Photo: Rick O’Connor
A bigger issue for Florida is the land-based predators. As we moved closer and closer to the salt marshes, we built bridges and roads that allowed land-based predators to reach the nesting beaches they previously did not have access to. Raccoons in particular are a big problem, depredating as many as 90% of the terrapin nests. Poaching for the pet trade is rising and FWC is working on this. Several major arrests have been made in Florida in recent years. It is illegal to sell Florida turtles, so do not buy them if you see them being sold somewhere. Report the activity to FWC.
Due to all of this, terrapins afford some form of protection in each of the coastal states where they exist.

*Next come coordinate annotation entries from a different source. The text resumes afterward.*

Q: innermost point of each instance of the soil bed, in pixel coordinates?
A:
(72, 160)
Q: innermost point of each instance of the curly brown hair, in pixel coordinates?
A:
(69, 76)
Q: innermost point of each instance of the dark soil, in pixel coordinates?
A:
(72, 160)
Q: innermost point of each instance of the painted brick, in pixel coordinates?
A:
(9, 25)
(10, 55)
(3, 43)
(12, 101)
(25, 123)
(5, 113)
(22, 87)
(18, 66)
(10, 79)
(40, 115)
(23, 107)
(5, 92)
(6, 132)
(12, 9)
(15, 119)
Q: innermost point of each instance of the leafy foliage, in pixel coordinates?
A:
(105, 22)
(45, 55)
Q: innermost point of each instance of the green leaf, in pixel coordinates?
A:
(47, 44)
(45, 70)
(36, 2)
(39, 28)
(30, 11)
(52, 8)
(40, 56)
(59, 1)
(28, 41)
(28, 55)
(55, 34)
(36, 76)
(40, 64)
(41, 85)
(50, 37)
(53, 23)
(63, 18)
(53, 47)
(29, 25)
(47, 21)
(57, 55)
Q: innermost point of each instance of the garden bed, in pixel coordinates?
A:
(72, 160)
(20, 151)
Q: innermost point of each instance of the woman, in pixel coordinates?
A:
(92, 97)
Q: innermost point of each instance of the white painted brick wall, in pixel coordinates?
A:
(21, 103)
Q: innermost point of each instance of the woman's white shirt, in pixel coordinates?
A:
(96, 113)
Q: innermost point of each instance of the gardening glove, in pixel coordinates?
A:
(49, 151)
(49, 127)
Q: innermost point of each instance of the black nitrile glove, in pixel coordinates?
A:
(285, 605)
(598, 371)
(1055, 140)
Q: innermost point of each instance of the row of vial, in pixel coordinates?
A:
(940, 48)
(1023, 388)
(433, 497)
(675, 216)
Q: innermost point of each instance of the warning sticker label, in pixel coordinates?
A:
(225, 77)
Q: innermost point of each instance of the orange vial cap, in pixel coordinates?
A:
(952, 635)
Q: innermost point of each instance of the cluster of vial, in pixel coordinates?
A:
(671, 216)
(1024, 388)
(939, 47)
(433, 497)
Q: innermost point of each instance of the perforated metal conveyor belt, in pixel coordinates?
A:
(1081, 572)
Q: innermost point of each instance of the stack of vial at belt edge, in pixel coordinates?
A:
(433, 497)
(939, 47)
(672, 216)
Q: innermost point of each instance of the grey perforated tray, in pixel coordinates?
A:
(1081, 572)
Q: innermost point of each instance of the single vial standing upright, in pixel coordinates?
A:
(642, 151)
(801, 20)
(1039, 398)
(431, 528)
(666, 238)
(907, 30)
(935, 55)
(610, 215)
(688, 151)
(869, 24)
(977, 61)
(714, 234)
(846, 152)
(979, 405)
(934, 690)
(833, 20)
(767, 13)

Some list them as “endangered” or “threatened”. In Florida, they do not have this label, but they are protected by FWC. No one is allowed to have more than two in their possession, and you are not allowed to have any eggs.
It is an amazing turtle. I currently conduct a citizen science program monitoring them in the western panhandle. I have a lot of eager volunteers wanting to see their first one in the wild. I hope they do soon. I hope they hang around long enough for everyone to see one in the wild.